È stata un’esperienza straordinaria perché vivere quei quindici giorni a contatto con la sua Compagnia, mi ha dato il tempo di imparare bene il suo stile perché dovevo ballare il secondo dei quattro movimenti della Nona, che certamente era il più adatto a me, era il più tecnico… molto veloce e grintoso. Mentre Luciana Savignano faceva il terzo… assolutamente perfetto e disegnato su di lei! È stata importante come esperienza e in seguito lo abbiamo rifatto anche a Milano.
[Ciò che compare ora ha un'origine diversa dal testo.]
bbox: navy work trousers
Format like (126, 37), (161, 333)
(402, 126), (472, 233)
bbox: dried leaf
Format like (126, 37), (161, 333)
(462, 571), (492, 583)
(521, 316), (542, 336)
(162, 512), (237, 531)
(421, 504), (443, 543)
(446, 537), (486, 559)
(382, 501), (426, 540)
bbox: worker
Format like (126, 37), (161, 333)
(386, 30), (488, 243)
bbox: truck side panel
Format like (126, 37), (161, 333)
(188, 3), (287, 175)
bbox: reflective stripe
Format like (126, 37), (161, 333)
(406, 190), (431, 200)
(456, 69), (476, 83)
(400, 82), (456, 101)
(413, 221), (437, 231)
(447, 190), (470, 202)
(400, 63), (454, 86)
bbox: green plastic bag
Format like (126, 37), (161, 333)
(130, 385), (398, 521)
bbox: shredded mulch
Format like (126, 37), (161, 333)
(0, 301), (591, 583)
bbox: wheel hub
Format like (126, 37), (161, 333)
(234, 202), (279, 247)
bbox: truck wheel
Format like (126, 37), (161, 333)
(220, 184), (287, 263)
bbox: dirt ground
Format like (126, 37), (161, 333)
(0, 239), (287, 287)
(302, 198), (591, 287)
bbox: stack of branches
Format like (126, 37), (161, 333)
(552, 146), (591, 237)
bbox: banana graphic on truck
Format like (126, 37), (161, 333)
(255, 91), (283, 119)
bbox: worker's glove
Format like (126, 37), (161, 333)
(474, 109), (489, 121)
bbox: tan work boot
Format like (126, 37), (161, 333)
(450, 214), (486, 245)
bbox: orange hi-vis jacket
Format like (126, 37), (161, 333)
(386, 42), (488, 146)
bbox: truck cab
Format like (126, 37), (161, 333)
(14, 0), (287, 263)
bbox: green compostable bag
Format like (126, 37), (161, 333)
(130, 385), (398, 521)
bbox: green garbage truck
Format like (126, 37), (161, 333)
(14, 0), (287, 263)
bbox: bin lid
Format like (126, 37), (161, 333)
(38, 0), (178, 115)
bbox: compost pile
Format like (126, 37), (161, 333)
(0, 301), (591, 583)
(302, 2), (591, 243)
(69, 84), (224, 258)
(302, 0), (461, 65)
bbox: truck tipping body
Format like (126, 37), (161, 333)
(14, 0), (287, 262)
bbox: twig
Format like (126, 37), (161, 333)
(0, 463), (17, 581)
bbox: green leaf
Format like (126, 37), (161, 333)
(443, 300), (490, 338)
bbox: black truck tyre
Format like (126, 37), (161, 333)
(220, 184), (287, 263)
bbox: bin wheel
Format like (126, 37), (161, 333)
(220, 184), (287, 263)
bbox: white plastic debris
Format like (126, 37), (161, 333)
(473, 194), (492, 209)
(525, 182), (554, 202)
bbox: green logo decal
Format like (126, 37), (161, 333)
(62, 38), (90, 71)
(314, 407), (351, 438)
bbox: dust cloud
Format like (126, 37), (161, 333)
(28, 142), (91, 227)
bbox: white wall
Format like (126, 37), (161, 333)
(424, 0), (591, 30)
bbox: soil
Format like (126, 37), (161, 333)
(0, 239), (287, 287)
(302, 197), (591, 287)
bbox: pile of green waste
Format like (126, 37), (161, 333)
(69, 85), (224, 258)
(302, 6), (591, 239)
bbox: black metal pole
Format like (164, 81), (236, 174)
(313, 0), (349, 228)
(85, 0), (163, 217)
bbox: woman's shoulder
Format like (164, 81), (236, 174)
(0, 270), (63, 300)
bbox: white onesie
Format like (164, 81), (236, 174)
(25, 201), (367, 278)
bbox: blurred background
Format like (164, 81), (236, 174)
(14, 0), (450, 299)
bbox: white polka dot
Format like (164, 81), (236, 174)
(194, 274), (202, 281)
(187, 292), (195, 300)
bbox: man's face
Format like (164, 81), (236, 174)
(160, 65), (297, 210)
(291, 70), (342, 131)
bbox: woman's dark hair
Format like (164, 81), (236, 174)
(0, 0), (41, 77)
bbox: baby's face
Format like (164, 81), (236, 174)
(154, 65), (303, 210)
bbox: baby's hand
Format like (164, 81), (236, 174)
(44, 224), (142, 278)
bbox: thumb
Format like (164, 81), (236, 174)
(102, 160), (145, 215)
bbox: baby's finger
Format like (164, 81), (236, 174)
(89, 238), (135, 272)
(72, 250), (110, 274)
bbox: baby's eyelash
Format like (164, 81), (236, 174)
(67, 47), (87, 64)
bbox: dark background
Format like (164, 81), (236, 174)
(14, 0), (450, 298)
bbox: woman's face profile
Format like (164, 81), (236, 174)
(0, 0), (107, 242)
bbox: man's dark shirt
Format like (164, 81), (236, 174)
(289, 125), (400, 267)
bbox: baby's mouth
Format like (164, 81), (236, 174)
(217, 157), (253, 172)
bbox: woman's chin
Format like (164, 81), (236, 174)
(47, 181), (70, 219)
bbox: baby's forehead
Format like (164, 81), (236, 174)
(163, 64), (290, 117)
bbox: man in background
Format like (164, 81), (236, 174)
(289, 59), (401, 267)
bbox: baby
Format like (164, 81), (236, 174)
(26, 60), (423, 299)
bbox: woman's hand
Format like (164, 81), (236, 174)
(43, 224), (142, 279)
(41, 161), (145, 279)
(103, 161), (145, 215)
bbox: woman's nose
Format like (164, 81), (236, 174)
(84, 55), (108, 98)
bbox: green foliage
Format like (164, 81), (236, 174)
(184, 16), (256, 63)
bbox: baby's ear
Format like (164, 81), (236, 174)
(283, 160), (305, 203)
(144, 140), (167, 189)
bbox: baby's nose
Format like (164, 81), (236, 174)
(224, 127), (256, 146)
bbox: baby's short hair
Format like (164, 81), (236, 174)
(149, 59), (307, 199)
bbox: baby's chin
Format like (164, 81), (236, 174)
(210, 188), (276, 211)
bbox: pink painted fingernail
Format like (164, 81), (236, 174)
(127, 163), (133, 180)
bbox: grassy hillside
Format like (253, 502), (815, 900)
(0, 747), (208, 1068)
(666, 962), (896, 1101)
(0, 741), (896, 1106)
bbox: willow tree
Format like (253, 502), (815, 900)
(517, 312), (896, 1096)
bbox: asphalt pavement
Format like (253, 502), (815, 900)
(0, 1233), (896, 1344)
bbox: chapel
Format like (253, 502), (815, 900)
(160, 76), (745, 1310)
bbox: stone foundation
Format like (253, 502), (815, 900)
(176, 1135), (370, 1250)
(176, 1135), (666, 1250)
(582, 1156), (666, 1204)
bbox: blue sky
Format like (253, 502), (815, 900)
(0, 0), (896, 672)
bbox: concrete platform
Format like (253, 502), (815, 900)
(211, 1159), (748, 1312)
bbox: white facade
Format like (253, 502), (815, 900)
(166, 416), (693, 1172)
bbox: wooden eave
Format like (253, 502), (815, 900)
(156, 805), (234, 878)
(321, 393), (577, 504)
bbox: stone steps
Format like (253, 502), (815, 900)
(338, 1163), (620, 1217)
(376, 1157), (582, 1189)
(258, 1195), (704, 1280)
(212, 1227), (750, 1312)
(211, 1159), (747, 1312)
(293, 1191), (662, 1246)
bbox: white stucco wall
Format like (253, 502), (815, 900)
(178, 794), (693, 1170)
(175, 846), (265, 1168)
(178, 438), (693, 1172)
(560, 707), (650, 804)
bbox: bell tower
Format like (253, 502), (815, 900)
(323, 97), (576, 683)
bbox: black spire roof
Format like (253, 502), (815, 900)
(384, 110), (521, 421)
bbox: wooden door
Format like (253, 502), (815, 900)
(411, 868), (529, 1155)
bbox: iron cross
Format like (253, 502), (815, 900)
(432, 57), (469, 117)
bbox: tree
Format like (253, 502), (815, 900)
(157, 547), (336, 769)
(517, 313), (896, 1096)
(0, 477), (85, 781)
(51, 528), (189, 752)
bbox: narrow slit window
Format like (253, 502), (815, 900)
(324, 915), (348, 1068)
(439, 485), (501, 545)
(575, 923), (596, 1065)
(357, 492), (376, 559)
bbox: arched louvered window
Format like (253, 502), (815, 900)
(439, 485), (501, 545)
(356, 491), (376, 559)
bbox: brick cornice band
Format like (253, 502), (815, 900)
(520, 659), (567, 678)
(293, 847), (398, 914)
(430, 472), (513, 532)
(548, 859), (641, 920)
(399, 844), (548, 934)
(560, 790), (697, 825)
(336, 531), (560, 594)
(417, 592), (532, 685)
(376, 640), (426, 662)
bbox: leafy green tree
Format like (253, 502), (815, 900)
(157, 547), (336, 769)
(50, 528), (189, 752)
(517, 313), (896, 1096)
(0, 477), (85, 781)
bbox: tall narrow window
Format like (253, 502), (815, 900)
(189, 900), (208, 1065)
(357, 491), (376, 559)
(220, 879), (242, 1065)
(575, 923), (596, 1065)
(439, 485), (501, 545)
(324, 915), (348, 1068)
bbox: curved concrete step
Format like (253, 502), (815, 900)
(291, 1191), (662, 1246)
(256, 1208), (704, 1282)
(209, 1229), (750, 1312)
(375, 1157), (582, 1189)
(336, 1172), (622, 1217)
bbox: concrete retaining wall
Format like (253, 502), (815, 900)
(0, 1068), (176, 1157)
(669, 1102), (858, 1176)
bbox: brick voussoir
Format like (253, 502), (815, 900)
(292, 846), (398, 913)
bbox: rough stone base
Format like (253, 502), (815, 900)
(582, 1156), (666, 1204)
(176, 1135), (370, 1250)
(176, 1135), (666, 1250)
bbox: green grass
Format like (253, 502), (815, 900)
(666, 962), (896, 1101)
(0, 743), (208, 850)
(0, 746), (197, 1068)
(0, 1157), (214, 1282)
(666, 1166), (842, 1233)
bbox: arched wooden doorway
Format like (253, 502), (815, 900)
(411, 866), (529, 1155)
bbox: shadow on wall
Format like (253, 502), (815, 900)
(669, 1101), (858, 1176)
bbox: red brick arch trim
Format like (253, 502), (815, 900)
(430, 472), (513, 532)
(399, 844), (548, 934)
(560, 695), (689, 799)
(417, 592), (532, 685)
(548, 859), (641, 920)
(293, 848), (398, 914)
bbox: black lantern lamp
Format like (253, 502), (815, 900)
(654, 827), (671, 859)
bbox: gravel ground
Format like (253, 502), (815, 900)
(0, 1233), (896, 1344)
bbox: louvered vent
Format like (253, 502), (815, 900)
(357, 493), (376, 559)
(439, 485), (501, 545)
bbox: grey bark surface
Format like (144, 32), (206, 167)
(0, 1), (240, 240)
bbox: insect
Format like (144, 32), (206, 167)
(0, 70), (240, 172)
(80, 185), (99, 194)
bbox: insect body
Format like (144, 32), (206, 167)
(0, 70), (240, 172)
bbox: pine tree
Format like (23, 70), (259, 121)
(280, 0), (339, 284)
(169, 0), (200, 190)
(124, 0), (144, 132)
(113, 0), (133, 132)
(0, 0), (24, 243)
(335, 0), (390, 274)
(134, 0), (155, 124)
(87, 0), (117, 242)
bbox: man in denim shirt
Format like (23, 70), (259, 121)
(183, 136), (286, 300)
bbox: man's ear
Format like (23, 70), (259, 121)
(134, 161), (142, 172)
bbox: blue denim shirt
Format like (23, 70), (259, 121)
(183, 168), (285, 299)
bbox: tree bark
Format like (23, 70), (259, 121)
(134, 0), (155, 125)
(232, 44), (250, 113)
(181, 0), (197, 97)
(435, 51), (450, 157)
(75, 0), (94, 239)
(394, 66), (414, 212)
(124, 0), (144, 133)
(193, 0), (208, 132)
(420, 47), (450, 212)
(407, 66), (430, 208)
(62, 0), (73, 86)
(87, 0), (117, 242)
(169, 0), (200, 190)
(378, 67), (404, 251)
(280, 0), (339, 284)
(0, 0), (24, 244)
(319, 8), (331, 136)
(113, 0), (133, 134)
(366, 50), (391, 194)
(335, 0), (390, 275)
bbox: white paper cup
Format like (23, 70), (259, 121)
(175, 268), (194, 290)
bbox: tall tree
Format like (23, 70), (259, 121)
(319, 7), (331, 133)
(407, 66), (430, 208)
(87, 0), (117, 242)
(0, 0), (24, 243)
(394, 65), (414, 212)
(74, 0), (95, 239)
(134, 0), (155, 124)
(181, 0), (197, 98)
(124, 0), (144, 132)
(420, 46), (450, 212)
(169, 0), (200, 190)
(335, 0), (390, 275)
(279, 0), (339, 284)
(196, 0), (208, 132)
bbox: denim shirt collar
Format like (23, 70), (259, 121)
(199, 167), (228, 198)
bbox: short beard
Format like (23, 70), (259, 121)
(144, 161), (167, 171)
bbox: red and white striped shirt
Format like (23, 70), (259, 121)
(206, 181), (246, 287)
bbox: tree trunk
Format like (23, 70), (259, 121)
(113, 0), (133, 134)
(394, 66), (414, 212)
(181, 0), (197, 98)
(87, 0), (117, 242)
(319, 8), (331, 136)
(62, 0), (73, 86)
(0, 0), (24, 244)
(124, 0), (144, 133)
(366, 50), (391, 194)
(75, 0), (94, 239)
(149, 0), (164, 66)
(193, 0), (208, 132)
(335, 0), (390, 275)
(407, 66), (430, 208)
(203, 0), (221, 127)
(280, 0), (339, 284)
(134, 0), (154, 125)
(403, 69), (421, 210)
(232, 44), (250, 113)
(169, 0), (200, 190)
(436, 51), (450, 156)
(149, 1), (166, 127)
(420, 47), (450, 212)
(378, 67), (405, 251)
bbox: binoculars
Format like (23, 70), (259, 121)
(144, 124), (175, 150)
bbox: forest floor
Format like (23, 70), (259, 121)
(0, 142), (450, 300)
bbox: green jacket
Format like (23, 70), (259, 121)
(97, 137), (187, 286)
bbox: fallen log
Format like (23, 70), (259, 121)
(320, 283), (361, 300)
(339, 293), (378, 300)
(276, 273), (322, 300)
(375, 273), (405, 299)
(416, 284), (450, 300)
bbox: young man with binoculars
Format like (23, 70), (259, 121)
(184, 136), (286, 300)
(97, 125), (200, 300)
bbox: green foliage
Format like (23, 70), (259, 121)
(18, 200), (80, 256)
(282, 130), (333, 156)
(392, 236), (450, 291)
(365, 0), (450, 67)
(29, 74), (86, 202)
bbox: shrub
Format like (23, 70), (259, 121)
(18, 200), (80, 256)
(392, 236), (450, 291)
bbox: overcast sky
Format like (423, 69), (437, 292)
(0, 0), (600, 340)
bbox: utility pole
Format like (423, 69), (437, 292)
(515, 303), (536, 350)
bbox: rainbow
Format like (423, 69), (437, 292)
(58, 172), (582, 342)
Qual è stato il tuo passo d’addio e la tua ultima serata in scena in veste di ballerina?

 

Il passo d’addio l’ho fatto da ragazzina a 18 anni dopo l’ottavo corso con la signora Bulnes mentre l’addio alle scene non l’ho mai fatto. Ricordo l’ultima volta che ho danzato, ed è stato nel 2000 con il Balletto in “Attesa del nuovo tempo” di Brahms. Ho danzato fin quando ho potuto, perché avevo un piede mezzo rotto da 18 anni e aspettavo che lui pian piano si bloccasse da solo e ad un certo punto mi ha fatto capire che non potevo più ballare perché veniva meno l’articolazione. Comunque dopo che ho lasciato la Scala ho danzato ancora 28 anni con la mia Compagnia, mi è sembrato un bel record, avevo già 60 anni. Qualcuno mi ha chiesto se dopo aver smesso di ballare, facevo ancora esercizi, ma io una volta lasciate le scene ho chiuso completamente. Perché quando si hanno tanti mali fisici, l’allenarti diventa veramente una tortura e un calvario. O lo si fa perché si va ancora in palcoscenico altrimenti non ne vale più la pena.

Per chiudere, cosa ti ha donato, in generale, la danza?

 

Andando avanti con gli anni, mi sono resa conto, sempre di più, che la danza è un mezzo, l’importante è la persona. È un mezzo sicuramente tra i più completi perché si esprime attraverso il corpo, ma ogni corpo è corpo / mente / anima / spiritualità / pensieri / riflessioni… le gambe non vanno da sole, non sono così importanti fini a sé stesse, né la loro altezza né la loro forma, ma l’importante è come si muovono… dipende dalla tua intelligenza, dalla tua sensibilità e dall’espressione che infondi… Mi ricordo negli ultimi dieci anni, in cui facevo più fatica a mantenere quella tecnica che possedevo, ho dovuto dedicarmi a trovare maggiori profondità in tutti i personaggi, sotto un punto di vista espressivo, e ho scoperto nuove bellezze che purtroppo a vent’anni, quando si ha un sacco di tecnica e un sacco di forza, non si conoscono… è per quello che bisogna mantenere la tecnica più a lungo possibile, fino a quando la maturità interiore sboccia totalmente, perché alla fine è quella che arriva al pubblico, e che lo fa innamorare. Di ballerine con le gambe alte o belle che fanno i foutté ce ne sono tante ma di te ce n’è una sola, per questo è importante e fondamentale tirare fuori la personalità di ognuno, soprattutto nei giovani.